Topic: Probabilities always >= 0 and <= 1?

 Jussi Piitulainen
Re: Probabilities always >= 0 and <= 1?
Posted: May 9, 2012 12:14 AM

FFMG writes:

> On Tuesday, 8 May 2012 11:35:35 UTC+2, FFMG wrote:
> > Hi,
> >
> > I was looking at a a site,
> > (http://bionicspirit.com/blog/2012/02/09/howto-build-naive-bayes-classifier.html),
> > basically talking about a Naive Bayes Classifier.
> >
> > But in some cases the formula gives me probabilities greater than 1.
> > How it is possible?
> >
> > // Total of 18 documents.
> > // * 9 documents out of a total of 18 are spam messages
> > // * 3 documents out of those 18 contain the word "naughty"
> > // * 3 documents containing the word "naughty" have been marked as spam
> > // * 3 documents out of the total contain the word "money"
> > // * 3 emails out of those have been marked as spam
> >
> > P(spam|naughty,money) = P(money|spam) * P(money|spam) * P(spam)
> > --------------------------
> > P(naughty) * P(money)
> >
> > P(spam|naughty,money) = 3/9 * 3/9 * 9/18 = 2
> > ----------------
> > 3/18 * 3/18
> >
> > But how can a probability be outside of 0 and 1? Must I always
> > force the numbers to be between 0 and 1 and accept that in some
> > cases they will fall outside the range?
> >
> > Many thanks for suggestions as to where I might have gone wrong.
> >
> > Regards,
> >
> > FFMG

>
> Thanks for all the replies, I guess I will force the documents
> classification between 0 and 1, because in my case I will have 100
> of thousands of documents, (we have +200000 currently), and
> hopefully it will not take more than 5000 'training' to get some
> meaningful data classification.
>
> I just thought that even with my 18 documents I should still get a
> probability between 0 and 1.
>
> My main task was to write unit tests, and if the correct result in
> my test with 18 documents is a probability of '2' then I guess the
> calculations are valid.
>
> Thanks for all inputs and suggestions.

Look again at Ray Vickson's post. I think he hit the nail on the head.

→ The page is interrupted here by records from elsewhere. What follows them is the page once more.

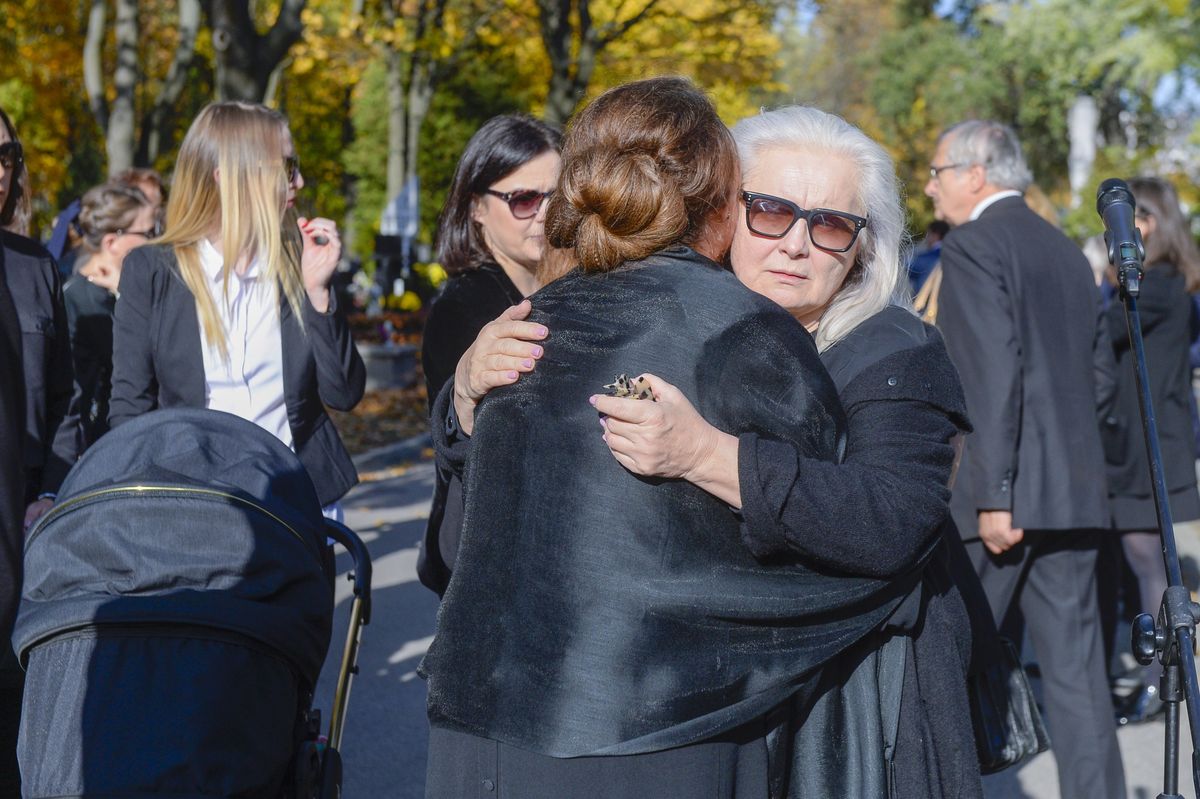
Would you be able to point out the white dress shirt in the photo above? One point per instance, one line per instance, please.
(250, 383)
(988, 202)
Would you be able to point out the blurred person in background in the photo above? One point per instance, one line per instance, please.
(491, 236)
(232, 308)
(31, 307)
(1173, 272)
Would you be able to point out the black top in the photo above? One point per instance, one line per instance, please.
(467, 302)
(883, 511)
(12, 432)
(597, 612)
(49, 448)
(1165, 311)
(157, 362)
(90, 319)
(1021, 318)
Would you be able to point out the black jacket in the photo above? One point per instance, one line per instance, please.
(15, 254)
(597, 612)
(49, 448)
(90, 318)
(1165, 311)
(467, 302)
(1020, 313)
(157, 362)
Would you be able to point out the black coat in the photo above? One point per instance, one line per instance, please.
(882, 511)
(49, 446)
(159, 362)
(1165, 311)
(13, 254)
(467, 302)
(593, 611)
(1020, 313)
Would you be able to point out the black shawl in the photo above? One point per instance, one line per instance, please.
(594, 612)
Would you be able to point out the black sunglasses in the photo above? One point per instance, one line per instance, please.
(774, 216)
(11, 155)
(292, 168)
(523, 203)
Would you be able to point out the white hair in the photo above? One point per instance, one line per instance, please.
(991, 145)
(877, 277)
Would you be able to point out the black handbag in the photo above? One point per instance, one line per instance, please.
(1007, 722)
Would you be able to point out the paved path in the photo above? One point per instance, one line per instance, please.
(387, 732)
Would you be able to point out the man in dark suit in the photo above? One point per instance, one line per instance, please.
(1019, 311)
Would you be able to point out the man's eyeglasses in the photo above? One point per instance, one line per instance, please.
(144, 234)
(934, 172)
(11, 155)
(774, 216)
(523, 203)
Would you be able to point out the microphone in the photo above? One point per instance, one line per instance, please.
(1115, 204)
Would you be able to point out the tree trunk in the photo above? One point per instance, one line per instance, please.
(245, 58)
(121, 120)
(157, 127)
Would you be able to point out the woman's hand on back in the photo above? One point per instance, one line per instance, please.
(502, 352)
(669, 438)
(318, 260)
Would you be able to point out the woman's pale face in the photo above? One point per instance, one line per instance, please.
(5, 174)
(513, 241)
(138, 233)
(792, 271)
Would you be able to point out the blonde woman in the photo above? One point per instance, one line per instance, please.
(232, 308)
(114, 220)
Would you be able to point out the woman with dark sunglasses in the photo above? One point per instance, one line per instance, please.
(821, 233)
(114, 218)
(491, 235)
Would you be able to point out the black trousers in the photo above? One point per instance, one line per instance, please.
(1047, 584)
(468, 767)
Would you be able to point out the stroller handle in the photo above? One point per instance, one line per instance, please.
(353, 544)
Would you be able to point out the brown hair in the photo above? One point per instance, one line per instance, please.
(645, 167)
(108, 208)
(17, 211)
(1171, 242)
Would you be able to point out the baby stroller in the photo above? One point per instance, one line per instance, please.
(175, 614)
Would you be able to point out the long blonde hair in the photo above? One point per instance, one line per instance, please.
(231, 175)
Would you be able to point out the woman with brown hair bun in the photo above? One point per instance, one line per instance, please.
(605, 634)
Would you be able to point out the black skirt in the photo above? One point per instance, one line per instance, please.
(468, 767)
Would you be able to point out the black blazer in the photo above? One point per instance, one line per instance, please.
(49, 448)
(1165, 311)
(157, 362)
(12, 426)
(1021, 318)
(467, 302)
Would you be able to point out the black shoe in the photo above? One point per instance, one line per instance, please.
(1143, 706)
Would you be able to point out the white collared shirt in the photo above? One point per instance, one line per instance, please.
(250, 384)
(987, 202)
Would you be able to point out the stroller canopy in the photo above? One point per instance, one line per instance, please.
(184, 517)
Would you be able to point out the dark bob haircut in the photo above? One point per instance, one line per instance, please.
(16, 214)
(501, 146)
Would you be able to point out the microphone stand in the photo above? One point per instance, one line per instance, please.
(1171, 637)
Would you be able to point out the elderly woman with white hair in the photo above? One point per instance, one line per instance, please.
(821, 233)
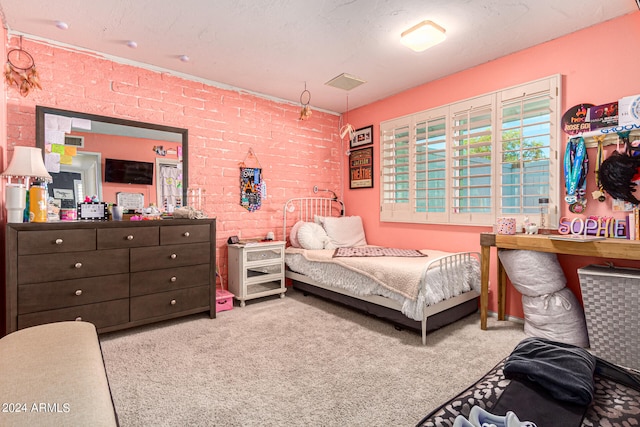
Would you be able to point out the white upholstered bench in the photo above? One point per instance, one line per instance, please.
(54, 375)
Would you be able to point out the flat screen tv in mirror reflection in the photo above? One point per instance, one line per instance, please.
(128, 172)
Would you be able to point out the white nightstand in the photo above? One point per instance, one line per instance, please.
(256, 270)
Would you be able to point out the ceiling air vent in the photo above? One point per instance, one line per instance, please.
(345, 81)
(74, 141)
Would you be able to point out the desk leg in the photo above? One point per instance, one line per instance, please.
(502, 290)
(485, 253)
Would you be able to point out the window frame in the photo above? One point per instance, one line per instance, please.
(475, 190)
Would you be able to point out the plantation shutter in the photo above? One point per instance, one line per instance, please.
(471, 161)
(395, 156)
(528, 167)
(430, 167)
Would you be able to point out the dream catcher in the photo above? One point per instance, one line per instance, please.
(305, 99)
(576, 166)
(20, 70)
(252, 186)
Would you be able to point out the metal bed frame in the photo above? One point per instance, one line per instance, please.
(440, 314)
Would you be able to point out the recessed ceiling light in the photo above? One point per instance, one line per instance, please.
(423, 36)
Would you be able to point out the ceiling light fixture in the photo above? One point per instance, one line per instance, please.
(422, 36)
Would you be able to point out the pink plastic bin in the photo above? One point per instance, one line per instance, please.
(224, 300)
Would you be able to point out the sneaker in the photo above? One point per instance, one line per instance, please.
(478, 417)
(462, 422)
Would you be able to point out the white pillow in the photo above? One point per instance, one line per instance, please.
(293, 236)
(344, 231)
(312, 236)
(533, 273)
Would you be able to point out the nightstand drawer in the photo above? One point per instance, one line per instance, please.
(147, 282)
(166, 303)
(260, 272)
(113, 238)
(71, 265)
(262, 255)
(55, 241)
(102, 314)
(69, 293)
(179, 234)
(171, 256)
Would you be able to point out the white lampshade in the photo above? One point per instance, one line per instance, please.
(27, 163)
(423, 36)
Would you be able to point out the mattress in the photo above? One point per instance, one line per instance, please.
(434, 285)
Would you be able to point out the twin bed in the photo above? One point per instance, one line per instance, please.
(419, 289)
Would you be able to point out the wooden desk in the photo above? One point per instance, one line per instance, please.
(608, 248)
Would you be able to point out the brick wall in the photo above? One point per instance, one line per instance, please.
(223, 124)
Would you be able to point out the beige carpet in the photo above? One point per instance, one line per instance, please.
(297, 361)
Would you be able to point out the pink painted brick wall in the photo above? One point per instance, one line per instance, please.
(223, 124)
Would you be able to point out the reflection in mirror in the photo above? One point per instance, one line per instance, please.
(76, 146)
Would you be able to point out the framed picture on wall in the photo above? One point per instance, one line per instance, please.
(362, 136)
(361, 168)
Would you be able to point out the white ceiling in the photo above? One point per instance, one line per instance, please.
(275, 47)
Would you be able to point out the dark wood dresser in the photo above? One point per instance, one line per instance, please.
(115, 275)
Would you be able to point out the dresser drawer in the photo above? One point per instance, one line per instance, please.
(72, 265)
(131, 237)
(69, 293)
(147, 282)
(171, 256)
(55, 241)
(101, 314)
(178, 234)
(167, 303)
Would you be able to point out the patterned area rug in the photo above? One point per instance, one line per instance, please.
(614, 403)
(373, 251)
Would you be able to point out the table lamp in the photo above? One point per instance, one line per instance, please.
(26, 163)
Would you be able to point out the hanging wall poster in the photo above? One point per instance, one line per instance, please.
(251, 188)
(361, 168)
(362, 137)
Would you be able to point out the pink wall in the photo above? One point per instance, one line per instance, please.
(223, 125)
(598, 65)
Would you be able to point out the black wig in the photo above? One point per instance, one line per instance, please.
(616, 176)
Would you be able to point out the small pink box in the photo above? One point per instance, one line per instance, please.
(224, 300)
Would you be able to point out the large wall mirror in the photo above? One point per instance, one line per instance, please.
(133, 164)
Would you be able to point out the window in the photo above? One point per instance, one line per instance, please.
(474, 160)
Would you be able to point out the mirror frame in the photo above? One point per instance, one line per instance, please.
(40, 123)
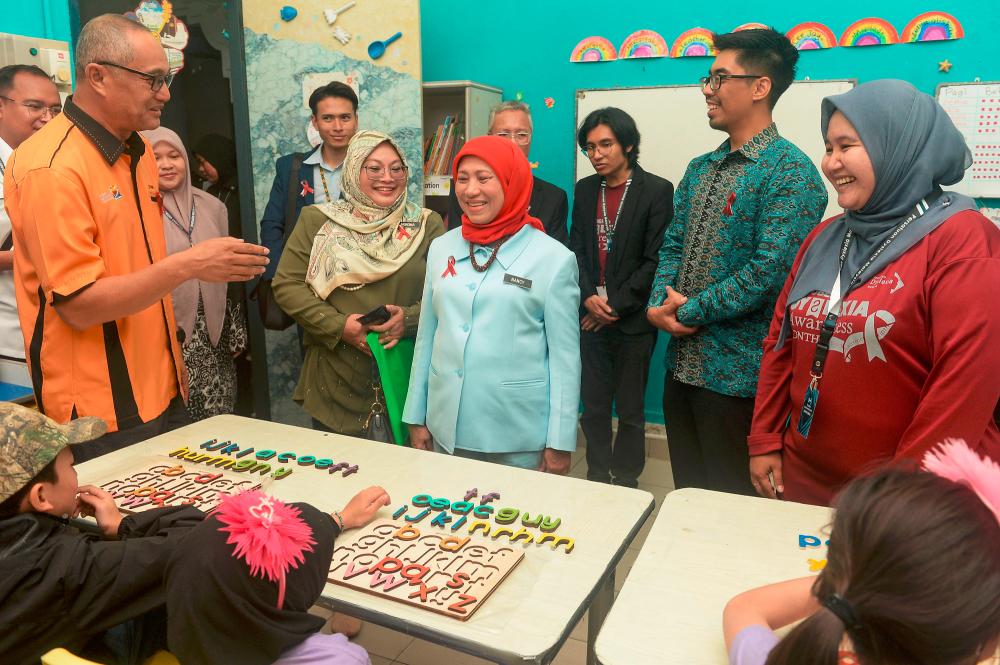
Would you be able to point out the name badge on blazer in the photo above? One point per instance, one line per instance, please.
(524, 283)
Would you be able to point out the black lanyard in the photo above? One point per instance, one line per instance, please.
(830, 322)
(189, 232)
(609, 228)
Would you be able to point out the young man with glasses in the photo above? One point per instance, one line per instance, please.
(742, 212)
(312, 177)
(512, 120)
(619, 216)
(28, 100)
(93, 278)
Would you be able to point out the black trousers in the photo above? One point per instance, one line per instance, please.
(707, 437)
(175, 416)
(615, 370)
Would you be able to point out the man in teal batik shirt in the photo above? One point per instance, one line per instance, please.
(741, 212)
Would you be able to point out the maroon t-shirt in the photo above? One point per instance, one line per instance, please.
(913, 361)
(614, 200)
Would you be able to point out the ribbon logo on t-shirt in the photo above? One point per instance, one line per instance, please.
(450, 270)
(870, 337)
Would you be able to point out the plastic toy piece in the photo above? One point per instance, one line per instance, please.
(341, 35)
(377, 48)
(526, 519)
(485, 526)
(805, 540)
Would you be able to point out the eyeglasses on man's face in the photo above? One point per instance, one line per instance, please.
(520, 138)
(35, 107)
(603, 147)
(156, 81)
(714, 81)
(376, 171)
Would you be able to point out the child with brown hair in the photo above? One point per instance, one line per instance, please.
(912, 575)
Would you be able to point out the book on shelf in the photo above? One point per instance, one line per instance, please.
(440, 148)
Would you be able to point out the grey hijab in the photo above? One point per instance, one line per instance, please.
(914, 149)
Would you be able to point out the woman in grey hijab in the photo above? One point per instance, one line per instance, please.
(211, 327)
(886, 337)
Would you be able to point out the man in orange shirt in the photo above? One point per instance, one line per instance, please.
(93, 278)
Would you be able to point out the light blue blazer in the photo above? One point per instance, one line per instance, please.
(496, 367)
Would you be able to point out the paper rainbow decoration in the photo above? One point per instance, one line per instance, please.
(750, 26)
(809, 36)
(593, 49)
(644, 44)
(932, 26)
(693, 43)
(869, 32)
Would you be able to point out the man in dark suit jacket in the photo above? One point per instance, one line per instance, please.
(512, 120)
(619, 217)
(335, 117)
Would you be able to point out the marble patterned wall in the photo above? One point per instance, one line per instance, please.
(286, 61)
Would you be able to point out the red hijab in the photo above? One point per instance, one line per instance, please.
(514, 173)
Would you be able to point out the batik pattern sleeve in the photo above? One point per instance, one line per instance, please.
(672, 249)
(317, 317)
(771, 407)
(961, 392)
(795, 202)
(60, 234)
(562, 334)
(411, 313)
(631, 296)
(576, 245)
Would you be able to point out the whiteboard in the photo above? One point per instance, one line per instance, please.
(673, 125)
(975, 110)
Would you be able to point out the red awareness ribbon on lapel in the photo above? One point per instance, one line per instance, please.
(450, 270)
(730, 200)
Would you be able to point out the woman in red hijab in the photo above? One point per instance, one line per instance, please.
(496, 368)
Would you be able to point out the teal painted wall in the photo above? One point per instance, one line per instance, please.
(47, 19)
(524, 46)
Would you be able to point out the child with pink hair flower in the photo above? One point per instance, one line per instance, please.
(912, 575)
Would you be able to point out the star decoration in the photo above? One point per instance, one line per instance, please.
(816, 565)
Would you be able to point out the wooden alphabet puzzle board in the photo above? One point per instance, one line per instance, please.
(975, 110)
(155, 482)
(434, 570)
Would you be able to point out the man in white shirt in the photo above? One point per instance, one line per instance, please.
(28, 100)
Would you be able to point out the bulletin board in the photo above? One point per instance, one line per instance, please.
(975, 110)
(673, 125)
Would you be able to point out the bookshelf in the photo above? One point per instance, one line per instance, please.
(464, 104)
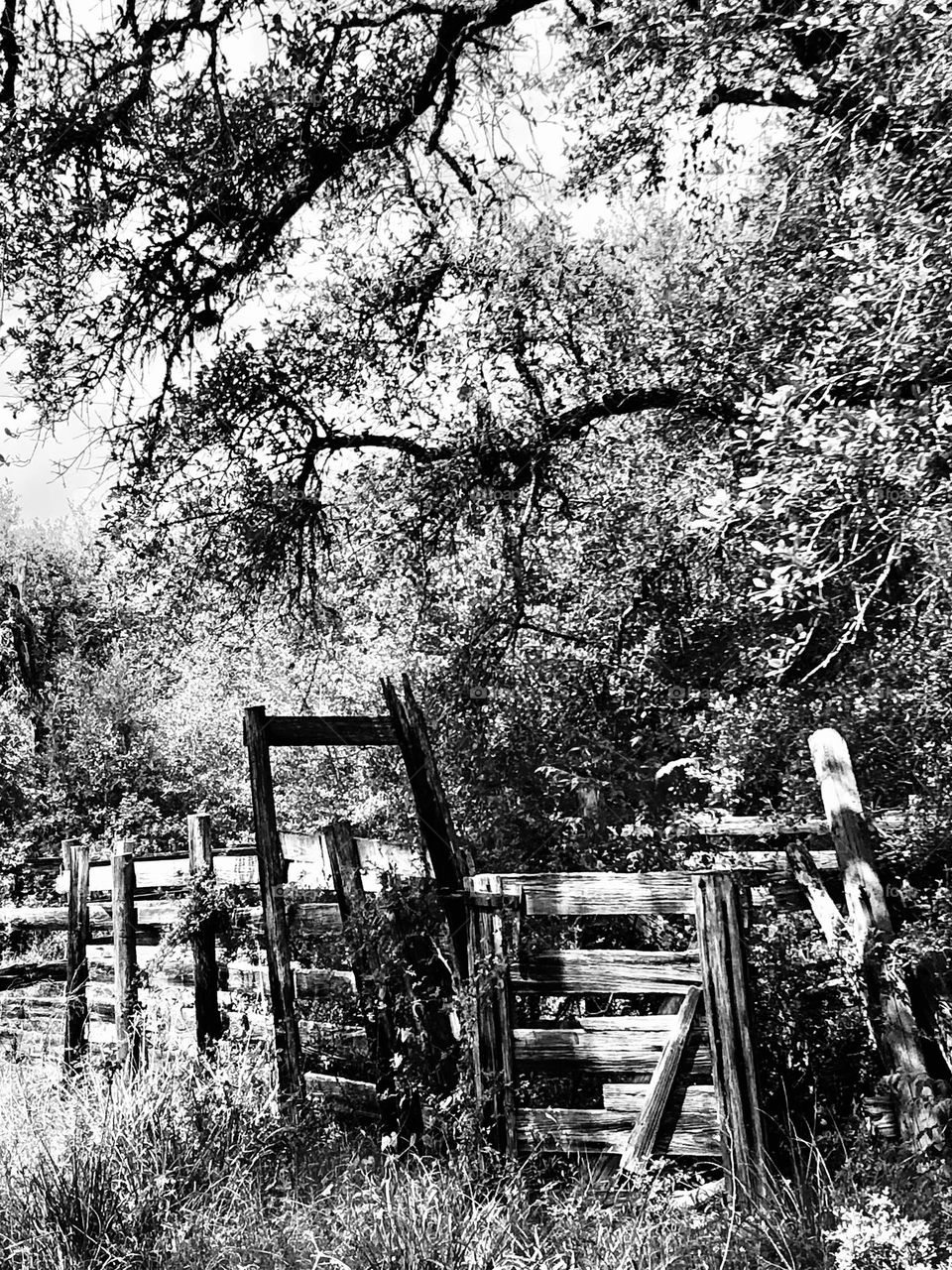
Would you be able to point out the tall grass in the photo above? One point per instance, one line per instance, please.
(191, 1169)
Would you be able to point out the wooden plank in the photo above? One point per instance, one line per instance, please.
(359, 1097)
(724, 826)
(208, 1021)
(636, 1047)
(76, 861)
(642, 1142)
(157, 915)
(128, 1023)
(565, 971)
(306, 857)
(630, 1096)
(888, 998)
(22, 974)
(602, 894)
(313, 984)
(583, 1129)
(765, 867)
(722, 969)
(271, 875)
(329, 730)
(320, 1042)
(495, 1053)
(403, 1116)
(449, 861)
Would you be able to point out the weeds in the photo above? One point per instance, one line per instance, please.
(193, 1169)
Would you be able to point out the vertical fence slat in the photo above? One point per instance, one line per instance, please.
(451, 864)
(271, 875)
(76, 864)
(208, 1023)
(403, 1118)
(642, 1142)
(722, 971)
(128, 1019)
(494, 1058)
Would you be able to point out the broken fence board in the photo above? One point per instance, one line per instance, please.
(356, 1096)
(306, 866)
(603, 1049)
(642, 1143)
(329, 730)
(562, 971)
(760, 826)
(607, 894)
(580, 1129)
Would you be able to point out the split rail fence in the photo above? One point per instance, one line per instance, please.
(113, 997)
(661, 1042)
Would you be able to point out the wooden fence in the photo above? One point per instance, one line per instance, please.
(112, 996)
(670, 1056)
(673, 1052)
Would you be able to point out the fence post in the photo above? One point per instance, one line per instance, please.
(75, 856)
(717, 903)
(494, 1057)
(200, 861)
(451, 862)
(128, 1019)
(890, 1010)
(403, 1118)
(277, 940)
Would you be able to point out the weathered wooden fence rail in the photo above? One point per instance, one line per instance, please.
(118, 910)
(671, 1056)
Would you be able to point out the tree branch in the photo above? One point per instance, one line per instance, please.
(10, 50)
(570, 426)
(780, 96)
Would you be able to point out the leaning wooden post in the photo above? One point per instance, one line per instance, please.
(717, 905)
(128, 1019)
(404, 1118)
(208, 1025)
(75, 855)
(888, 997)
(271, 875)
(494, 1061)
(449, 861)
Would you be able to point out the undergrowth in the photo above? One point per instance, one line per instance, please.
(193, 1169)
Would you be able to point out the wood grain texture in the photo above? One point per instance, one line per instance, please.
(563, 971)
(575, 1129)
(208, 1021)
(358, 1097)
(22, 974)
(630, 1096)
(636, 1048)
(888, 1000)
(329, 730)
(642, 1142)
(76, 864)
(448, 860)
(715, 826)
(128, 1023)
(607, 894)
(722, 969)
(271, 875)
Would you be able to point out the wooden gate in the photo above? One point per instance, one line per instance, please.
(682, 1082)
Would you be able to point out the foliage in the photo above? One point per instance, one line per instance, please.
(190, 1167)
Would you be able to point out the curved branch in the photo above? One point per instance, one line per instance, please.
(570, 426)
(780, 96)
(10, 50)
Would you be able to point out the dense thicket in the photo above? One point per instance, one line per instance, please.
(640, 500)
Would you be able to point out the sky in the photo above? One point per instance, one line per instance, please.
(54, 477)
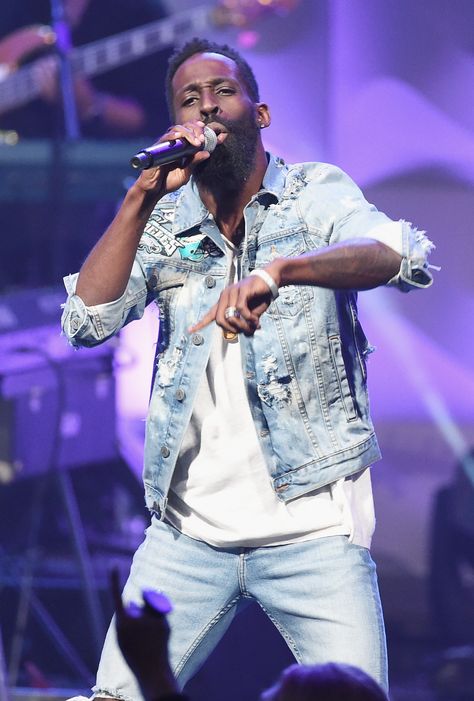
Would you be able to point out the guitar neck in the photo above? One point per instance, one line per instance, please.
(118, 50)
(101, 56)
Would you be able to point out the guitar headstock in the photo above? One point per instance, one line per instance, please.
(243, 13)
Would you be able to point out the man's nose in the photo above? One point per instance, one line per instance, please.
(209, 106)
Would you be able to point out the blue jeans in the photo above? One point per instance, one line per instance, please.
(322, 596)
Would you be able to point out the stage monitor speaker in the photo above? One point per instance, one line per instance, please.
(57, 404)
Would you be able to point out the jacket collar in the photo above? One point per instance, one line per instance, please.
(190, 211)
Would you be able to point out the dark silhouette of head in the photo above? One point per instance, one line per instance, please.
(327, 682)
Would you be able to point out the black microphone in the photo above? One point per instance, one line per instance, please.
(171, 151)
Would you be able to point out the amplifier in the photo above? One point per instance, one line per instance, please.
(57, 404)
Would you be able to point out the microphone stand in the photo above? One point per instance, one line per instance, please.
(63, 46)
(69, 133)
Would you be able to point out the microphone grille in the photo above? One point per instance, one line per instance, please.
(210, 140)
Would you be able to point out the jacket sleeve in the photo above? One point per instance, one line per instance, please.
(357, 218)
(89, 326)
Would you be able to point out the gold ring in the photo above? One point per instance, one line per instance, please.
(229, 336)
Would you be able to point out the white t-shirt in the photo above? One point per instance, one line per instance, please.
(221, 491)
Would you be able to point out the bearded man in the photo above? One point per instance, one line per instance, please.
(259, 439)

He used the law of total probablility to expand the denominator as

P("naughty", "money")
= P("naughty", "money" | "spam" or "not spam")
= P("naughty", "money" | "spam")
+ P("naughty", "money" | "not spam")

after which you can use the _same_ independence assumption in both the
numerator and the denominator. That shouldn't lead to such a blatant

Perhaps this is how Naive Bayes is always done. I haven't checked.